Fiscale kant blijft pittig
De fiscale kant bij aanschaf van een recreatiewoning blijft pittig met 10,4% overdrachtsbelasting en relatief hoge rente bij externe financiering. Ook de aangekondigde btw-verhoging van 9 naar 21% en hogere parklasten zetten een te behalen rendement bij verhuur verder onder druk. Dit schrikt kopers af of zet eigenaren juist aan tot verkoop. Positief zijn de recent licht dalende rente en overdrachtsbelasting die in 2026 zakt naar 8%. Vraag en aanbod zijn daarbij ondertussen weer in balans. Door toegenomen aanbod ligt de krapte-indicator op 4,8 (was 4,5). Het ruimere aanbod wordt vlot opgenomen.

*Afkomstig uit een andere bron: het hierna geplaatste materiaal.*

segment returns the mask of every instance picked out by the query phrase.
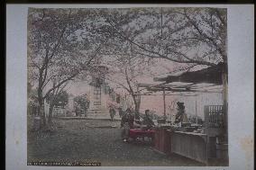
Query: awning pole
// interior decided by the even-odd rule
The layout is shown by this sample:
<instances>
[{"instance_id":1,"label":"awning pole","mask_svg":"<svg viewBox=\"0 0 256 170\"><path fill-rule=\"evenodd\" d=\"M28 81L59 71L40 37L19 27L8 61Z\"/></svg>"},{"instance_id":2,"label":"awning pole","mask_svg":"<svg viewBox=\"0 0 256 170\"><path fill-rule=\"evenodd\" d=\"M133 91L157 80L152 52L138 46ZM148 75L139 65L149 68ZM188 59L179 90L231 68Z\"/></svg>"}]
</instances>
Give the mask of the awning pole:
<instances>
[{"instance_id":1,"label":"awning pole","mask_svg":"<svg viewBox=\"0 0 256 170\"><path fill-rule=\"evenodd\" d=\"M197 97L196 97L196 123L197 123Z\"/></svg>"},{"instance_id":2,"label":"awning pole","mask_svg":"<svg viewBox=\"0 0 256 170\"><path fill-rule=\"evenodd\" d=\"M165 103L165 89L163 88L163 91L162 91L162 96L163 96L163 115L164 115L164 118L166 118L166 103Z\"/></svg>"}]
</instances>

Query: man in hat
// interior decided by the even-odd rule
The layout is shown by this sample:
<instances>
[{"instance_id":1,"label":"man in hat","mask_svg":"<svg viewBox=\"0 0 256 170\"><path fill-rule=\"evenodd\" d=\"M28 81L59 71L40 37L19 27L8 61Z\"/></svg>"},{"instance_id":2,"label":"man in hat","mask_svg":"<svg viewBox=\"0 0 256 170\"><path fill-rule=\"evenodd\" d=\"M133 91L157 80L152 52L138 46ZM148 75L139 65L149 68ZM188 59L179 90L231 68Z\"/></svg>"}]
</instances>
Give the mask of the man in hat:
<instances>
[{"instance_id":1,"label":"man in hat","mask_svg":"<svg viewBox=\"0 0 256 170\"><path fill-rule=\"evenodd\" d=\"M134 122L134 116L132 114L131 109L128 108L125 111L121 120L121 127L123 128L122 138L124 142L128 141L129 131L130 129L133 128L133 122Z\"/></svg>"},{"instance_id":2,"label":"man in hat","mask_svg":"<svg viewBox=\"0 0 256 170\"><path fill-rule=\"evenodd\" d=\"M148 109L145 111L145 117L143 119L143 124L147 125L148 130L152 128L152 126L155 125L155 123L150 117L150 110Z\"/></svg>"},{"instance_id":3,"label":"man in hat","mask_svg":"<svg viewBox=\"0 0 256 170\"><path fill-rule=\"evenodd\" d=\"M183 121L183 116L185 113L185 106L184 103L178 102L177 103L178 108L177 108L177 114L175 118L175 123L179 123L182 122Z\"/></svg>"}]
</instances>

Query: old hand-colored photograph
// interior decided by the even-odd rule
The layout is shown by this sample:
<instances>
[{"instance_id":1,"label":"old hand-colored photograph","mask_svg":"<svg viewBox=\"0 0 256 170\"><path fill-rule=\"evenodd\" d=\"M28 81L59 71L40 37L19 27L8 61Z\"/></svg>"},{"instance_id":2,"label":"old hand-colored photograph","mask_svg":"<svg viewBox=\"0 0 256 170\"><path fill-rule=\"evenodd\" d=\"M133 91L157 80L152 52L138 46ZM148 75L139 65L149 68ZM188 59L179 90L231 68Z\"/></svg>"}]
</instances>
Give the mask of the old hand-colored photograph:
<instances>
[{"instance_id":1,"label":"old hand-colored photograph","mask_svg":"<svg viewBox=\"0 0 256 170\"><path fill-rule=\"evenodd\" d=\"M28 8L27 165L228 166L227 10Z\"/></svg>"}]
</instances>

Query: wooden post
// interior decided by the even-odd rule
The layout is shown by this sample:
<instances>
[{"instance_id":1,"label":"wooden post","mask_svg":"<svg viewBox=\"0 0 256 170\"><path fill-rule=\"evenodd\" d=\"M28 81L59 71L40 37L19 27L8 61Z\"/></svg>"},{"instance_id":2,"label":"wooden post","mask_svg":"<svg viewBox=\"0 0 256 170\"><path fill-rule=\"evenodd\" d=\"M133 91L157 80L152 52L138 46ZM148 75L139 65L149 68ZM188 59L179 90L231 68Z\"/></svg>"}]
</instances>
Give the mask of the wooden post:
<instances>
[{"instance_id":1,"label":"wooden post","mask_svg":"<svg viewBox=\"0 0 256 170\"><path fill-rule=\"evenodd\" d=\"M163 91L162 91L162 96L163 96L163 115L164 115L164 118L166 118L166 103L165 103L165 89L163 88Z\"/></svg>"},{"instance_id":2,"label":"wooden post","mask_svg":"<svg viewBox=\"0 0 256 170\"><path fill-rule=\"evenodd\" d=\"M197 125L197 96L196 96L196 123Z\"/></svg>"},{"instance_id":3,"label":"wooden post","mask_svg":"<svg viewBox=\"0 0 256 170\"><path fill-rule=\"evenodd\" d=\"M227 137L227 130L228 130L228 89L227 89L227 73L224 71L223 72L222 75L222 79L223 79L223 102L224 102L224 108L223 108L223 112L224 112L224 136Z\"/></svg>"}]
</instances>

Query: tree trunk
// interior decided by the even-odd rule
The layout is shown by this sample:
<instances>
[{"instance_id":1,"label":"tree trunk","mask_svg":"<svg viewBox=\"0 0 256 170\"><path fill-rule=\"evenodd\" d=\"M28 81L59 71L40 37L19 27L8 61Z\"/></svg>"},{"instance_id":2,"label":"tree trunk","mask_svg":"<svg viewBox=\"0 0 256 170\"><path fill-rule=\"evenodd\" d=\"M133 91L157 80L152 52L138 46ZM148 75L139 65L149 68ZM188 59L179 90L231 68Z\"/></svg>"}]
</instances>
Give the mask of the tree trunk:
<instances>
[{"instance_id":1,"label":"tree trunk","mask_svg":"<svg viewBox=\"0 0 256 170\"><path fill-rule=\"evenodd\" d=\"M138 101L136 100L136 96L134 94L132 94L133 102L134 102L134 105L135 105L135 118L139 118L139 112L140 112L140 106L138 103Z\"/></svg>"},{"instance_id":2,"label":"tree trunk","mask_svg":"<svg viewBox=\"0 0 256 170\"><path fill-rule=\"evenodd\" d=\"M38 89L38 103L39 103L39 115L41 117L40 127L42 128L46 126L46 118L44 112L43 98L42 98L42 90L40 88Z\"/></svg>"},{"instance_id":3,"label":"tree trunk","mask_svg":"<svg viewBox=\"0 0 256 170\"><path fill-rule=\"evenodd\" d=\"M50 103L48 123L51 124L54 104Z\"/></svg>"},{"instance_id":4,"label":"tree trunk","mask_svg":"<svg viewBox=\"0 0 256 170\"><path fill-rule=\"evenodd\" d=\"M223 80L223 107L224 107L224 137L227 142L228 139L228 75L227 64L224 63L222 80Z\"/></svg>"}]
</instances>

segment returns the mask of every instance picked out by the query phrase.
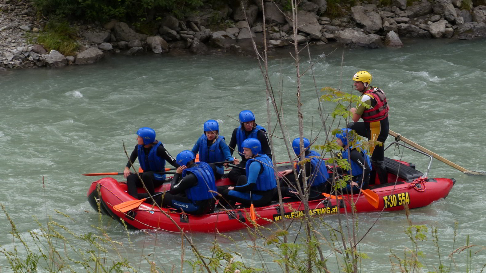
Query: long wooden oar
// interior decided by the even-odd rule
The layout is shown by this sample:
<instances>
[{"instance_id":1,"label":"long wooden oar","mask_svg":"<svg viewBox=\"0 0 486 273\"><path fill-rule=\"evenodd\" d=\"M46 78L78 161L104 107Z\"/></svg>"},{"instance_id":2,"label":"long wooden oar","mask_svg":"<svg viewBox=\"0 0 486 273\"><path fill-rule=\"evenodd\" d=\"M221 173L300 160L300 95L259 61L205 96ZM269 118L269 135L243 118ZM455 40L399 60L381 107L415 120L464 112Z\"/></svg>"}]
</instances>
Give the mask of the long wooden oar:
<instances>
[{"instance_id":1,"label":"long wooden oar","mask_svg":"<svg viewBox=\"0 0 486 273\"><path fill-rule=\"evenodd\" d=\"M459 171L461 171L461 172L467 175L483 175L483 176L486 175L486 173L483 173L481 172L473 172L469 171L469 170L467 170L466 169L465 169L464 168L461 167L459 165L457 165L457 164L453 162L451 162L447 160L447 159L443 158L442 157L439 156L439 155L436 154L435 153L434 153L434 152L432 152L430 150L424 148L423 147L420 146L420 145L417 144L417 143L415 143L413 141L412 141L411 140L400 135L400 134L397 133L391 130L388 130L388 134L390 135L395 137L396 139L397 139L398 140L401 140L403 142L406 143L407 144L408 144L410 146L412 146L412 147L415 148L416 149L419 150L428 155L430 155L434 157L434 158L437 159L443 162L444 163L445 163L446 164L449 165L449 166L451 166L453 168L454 168L457 170L459 170Z\"/></svg>"},{"instance_id":2,"label":"long wooden oar","mask_svg":"<svg viewBox=\"0 0 486 273\"><path fill-rule=\"evenodd\" d=\"M162 193L159 193L152 195L153 197L155 197L157 195L160 195L160 194L164 194L165 192L162 192ZM124 202L123 203L119 204L113 206L113 209L118 211L120 211L122 213L126 212L129 210L133 209L134 209L138 208L140 204L143 203L144 201L147 200L147 198L143 198L140 200L132 200L130 201L127 201L126 202Z\"/></svg>"},{"instance_id":3,"label":"long wooden oar","mask_svg":"<svg viewBox=\"0 0 486 273\"><path fill-rule=\"evenodd\" d=\"M133 174L135 173L130 173L130 174ZM160 175L173 175L175 173L174 172L164 172L164 173L157 173L157 174ZM123 174L123 173L96 173L94 174L83 174L83 176L86 176L87 177L95 177L97 176L119 176Z\"/></svg>"}]
</instances>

Kleinere vakantiewoning populair
In vijf jaar is het woonoppervlakte gedaald van 75 naar gemiddeld 69 vierkante meter. Ook de percelen zijn met 414 vierkante meter gemiddeld kleiner dan ooit. Dit komt vooral door meer verkopen van woningen onder de 50m2 op kleinere kavels van gemiddeld 290m2. Want naast grote luxe villa’s worden veel kleine vakantiewoningen verkocht die de trend naar kleiner verklaren. Voordeel van kleiner is een lagere aanschafprijs van gemiddeld 130.000 euro in deze klasse.
Permanente bewoning?
Minister Mona Keijzer kondigde in de strijd tegen woningnood in december 2024 een nieuwe regeling aan om permanente bewoning van vakantiewoningen onder voorwaarden toe te staan. Gemeenten, provincies, parkeigenaren en andere betrokken zien vooralsnog echter meer in lokaal maatwerk, zodat vergunningen passen bij de lokale omstandigheden. Daarbij is het zaak om het recreatieve karakter te bewaken en om verloedering, criminaliteit en eenzijdige bewoning te voorkomen. Verwacht wordt daarnaast dat deze regeling amper bij zal dragen aan het verlichten van de woningnood. Ook NVM ziet weinig in landelijke regelgeving op dit punt.
Vraagprijs stabiliseert
Begin januari 2025 lag de gemiddelde vraagprijs op 361.000 euro, een kleine daling van 1,3%. Deze stabilisatie komt door een kleiner aandeel nieuwbouw, die doorgaans groter zijn, beter zijn afgewerkt en een hogere vraagprijzen hebben. Daarnaast is de vraagprijs gezakt doordat er meer woningen onder 3 ton te koop staan. Het aanbod tussen 3 en 5 ton is afgenomen, in samenhang met de trend naar kleinere woningen. De gemiddelde verkooptijd is ten opzichte van vorig jaar met een week afgenomen, maar nog altijd ruim 7 maanden. Toch is het historisch kort: 10 jaar geleden duurde de verkoop van een vakantiewoning gemiddeld 2 jaar.
Regionale verschillen
Naast landelijke trends, kent ook de markt voor recreatiewoningen een grote regionale dynamiek. Wat betreft het aantal verkopen zijn op de Veluwe en Utrechtse Heuvelrug veruit de meeste recreatiewoningen verkocht: meer dan 800 in 2024. De kust van Noord-Holland staat met 460 verkopen op twee. Derde regio is Zeeland met bijna 380 verkopen. De transactieprijzen in deze regio zijn daarbij met maar liefst 20% gestegen; hetgeen wordt veroorzaakt door meer aanbod en hoge vraagprijzen (1 op 3 woningen boven 5 ton euro). Na de Waddeneilanden is Zeeland de duurste regio in Nederland.